Because the "NA" values I am looking for are not actually NA values but non-breaking space characters which, when normalized for Unicode, appear as two single spaces '  ', the columns I am looking to delete are completely filled with these double-spaced strings. The Pandas library has this really cool feature called "Method Chaining" where you can apply a series of transformations to a dataset by "chaining" multiple Class methods together. So, by calling .str.normalize('NFKD').str.match('  ').all() on a given column, I can normalize the column to Unicode, search for string matches and produce a True if all of the column values match the double-space string pattern. The for loop is organized by the try / except Python control flow because not all column values are loaded as strings by default and Python produces an AttributeError when a program tries to normalize a non-string object.

Headers: After

Now calling print(cmbs.columns.values) will produce:

['Loan' 'Seller' 'Property Name' 'Street Address' 'City' 'State'
 'Zip Code' 'County' 'Number of Properties' 'Property Type'
 'Property Subtype' 'Year Built' 'Year Renovated' 'Units'
 'Unit of Measure' 'Occupancy' 'Occupancy Date' 'Appraised Value'
 'Appraisal Date' 'Current LTV' 'Original Balance'
 'Original Balance per Unit' 'Current Balance' 'Current Balance per Unit'
 'of Initial Pool Balance' 'Crossed Loan' 'Related Borrower'
 'Interest Rate' 'Admin. Fee' 'Net Mortgage Rate' 'Accrual Type'
 'Monthly Debt Service' 'Annual Debt Service' 'Note Date'
 'First Payment Date' 'Partial IO Last IO Payment'
 'Partial IO Loan First P&I Payment' 'Rem. Term' 'Rem.
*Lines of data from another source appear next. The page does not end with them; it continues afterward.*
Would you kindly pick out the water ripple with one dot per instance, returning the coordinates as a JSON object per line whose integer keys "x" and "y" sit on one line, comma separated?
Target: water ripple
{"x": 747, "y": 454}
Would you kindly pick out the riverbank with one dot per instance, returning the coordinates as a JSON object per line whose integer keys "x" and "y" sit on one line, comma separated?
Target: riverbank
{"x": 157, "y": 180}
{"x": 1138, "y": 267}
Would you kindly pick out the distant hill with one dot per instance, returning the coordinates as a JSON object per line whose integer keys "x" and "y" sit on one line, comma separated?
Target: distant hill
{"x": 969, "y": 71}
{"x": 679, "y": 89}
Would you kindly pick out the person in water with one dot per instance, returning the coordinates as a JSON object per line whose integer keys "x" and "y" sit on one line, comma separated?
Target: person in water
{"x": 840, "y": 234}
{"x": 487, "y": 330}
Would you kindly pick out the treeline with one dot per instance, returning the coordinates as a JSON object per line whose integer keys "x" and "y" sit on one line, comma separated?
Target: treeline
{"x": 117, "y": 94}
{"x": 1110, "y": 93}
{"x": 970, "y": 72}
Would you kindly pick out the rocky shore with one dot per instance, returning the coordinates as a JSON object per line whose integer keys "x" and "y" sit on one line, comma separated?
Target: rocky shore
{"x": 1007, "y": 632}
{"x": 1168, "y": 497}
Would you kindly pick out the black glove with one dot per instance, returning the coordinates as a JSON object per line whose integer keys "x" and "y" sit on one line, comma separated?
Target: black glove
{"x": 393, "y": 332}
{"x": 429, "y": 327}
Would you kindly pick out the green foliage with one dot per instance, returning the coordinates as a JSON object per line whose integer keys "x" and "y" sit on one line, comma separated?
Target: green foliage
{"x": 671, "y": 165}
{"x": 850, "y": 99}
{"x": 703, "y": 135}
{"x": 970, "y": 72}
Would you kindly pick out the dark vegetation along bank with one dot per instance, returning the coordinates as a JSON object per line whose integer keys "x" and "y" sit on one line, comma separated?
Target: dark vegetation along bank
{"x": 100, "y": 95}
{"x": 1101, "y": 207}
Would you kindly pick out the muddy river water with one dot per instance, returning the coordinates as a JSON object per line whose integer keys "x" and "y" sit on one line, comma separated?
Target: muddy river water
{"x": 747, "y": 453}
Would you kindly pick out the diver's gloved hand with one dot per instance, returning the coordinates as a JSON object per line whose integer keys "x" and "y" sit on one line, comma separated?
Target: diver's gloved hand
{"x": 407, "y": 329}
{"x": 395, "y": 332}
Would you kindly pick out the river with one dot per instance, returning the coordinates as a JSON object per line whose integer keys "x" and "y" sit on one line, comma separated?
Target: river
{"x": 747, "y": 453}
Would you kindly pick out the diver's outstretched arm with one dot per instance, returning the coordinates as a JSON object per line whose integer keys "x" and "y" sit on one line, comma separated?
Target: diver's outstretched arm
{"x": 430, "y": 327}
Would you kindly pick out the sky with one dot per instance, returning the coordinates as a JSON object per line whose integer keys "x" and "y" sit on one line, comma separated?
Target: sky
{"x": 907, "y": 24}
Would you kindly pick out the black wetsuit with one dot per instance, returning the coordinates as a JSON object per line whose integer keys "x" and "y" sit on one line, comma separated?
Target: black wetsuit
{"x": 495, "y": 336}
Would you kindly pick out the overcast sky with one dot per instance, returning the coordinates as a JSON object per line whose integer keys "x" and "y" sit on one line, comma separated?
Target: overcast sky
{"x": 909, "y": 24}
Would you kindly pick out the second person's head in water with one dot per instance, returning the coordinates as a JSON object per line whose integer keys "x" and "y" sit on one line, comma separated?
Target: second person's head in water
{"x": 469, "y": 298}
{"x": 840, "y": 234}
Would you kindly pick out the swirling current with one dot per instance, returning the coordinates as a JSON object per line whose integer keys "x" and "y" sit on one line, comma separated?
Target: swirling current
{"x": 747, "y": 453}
Amort' 'IO Period'
 'Seasoning' 'Payment Due Date' 'Grace Period' 'Grace Period'
 'Maturity Date' 'ARD Loan' 'Final Mat Date' 'MaturityARD Balance'
 'Maturity LTV' 'Prepayment Provision' '2008 Revenues'
 '2008 Total Expenses' '2008 NOI' '2009 Revenues' '2009 Total Expenses'
 '2009 NOI' '2010 Revenues' '2010 Total Expenses' '2010 NOI'
 'Most Recent Revenues' 'Most Recent Total Expenses' 'Most Recent NOI'
 'As of' 'UW Economic Occupancy' 'UW Revenues' 'UW Total Expenses'
 'UW NOI' 'UW Capital Items' 'UW NCF' 'UW NOI DSCR' 'UW NCF DSCR'
 'UW NOI Debt Yield' 'UW NCF Debt Yield' 'Title Type'
 'Ground Lease Expiration' 'Ground Lease Extension Terms' 'PML'
 'Upfront Capex Reserve' 'Upfront Engin. Reserve' 'Upfront Envir. Reserve'
 'Upfront TILC Reserve' 'Upfront RE Tax Reserve' 'Upfront Ins. Reserve'
 'Upfront Other Reserve' 'Monthly Capex Reserve' 'Monthly Envir. Reserve'
 'Monthly TILC Reserve' 'Monthly RE Tax Reserve' 'Monthly Ins. Reserve'
 'Monthly Other Reserve' 'Capex Reserve Cap' 'TILC Reserve Cap'
 'Single Tenant' 'Largest Tenant' 'Unit Size' 'Lease Expiration'
 '2nd Largest Tenant' 'Unit Size' 'Lease Expiration' '3rd Largest Tenant'
 'Unit Size' 'Lease Expiration' '4th Largest Tenant' 'Unit Size'
 'Lease Expiration' '5th Largest Tenant' 'Unit Size' 'Lease Expiration'
 'Loan Purpose' 'Principal Carveout Guarantor' 'Lockbox' 'Lockbox Type'
 'Additional Debt Permitted' 'Additional Debt Exist'
 'Additional Debt Amount' 'Additional Debt Type'
 'Total Debt Current Balance' 'Total Debt UW NCF DSCR'
 'Total Debt Current LTV' 'Total Debt UW NOI Debt Yield' '2008 Occupancy'
 '2008 ADR' '2008 RevPAR' '2009 Occupancy' '2009 ADR' '2009 RevPAR'
 '2010 Occupancy' '2010 ADR' '2010 RevPAR' 'Most Recent Occupancy'
 'Most Recent ADR' 'Most Recent RevPAR' 'UW Occupancy' 'UW ADR'
 'UW RevPAR']

The duplciate columns are gone, the annoying symbols are gone and the data is generally much cleaner. Next, I will... actually begin analyzing the data.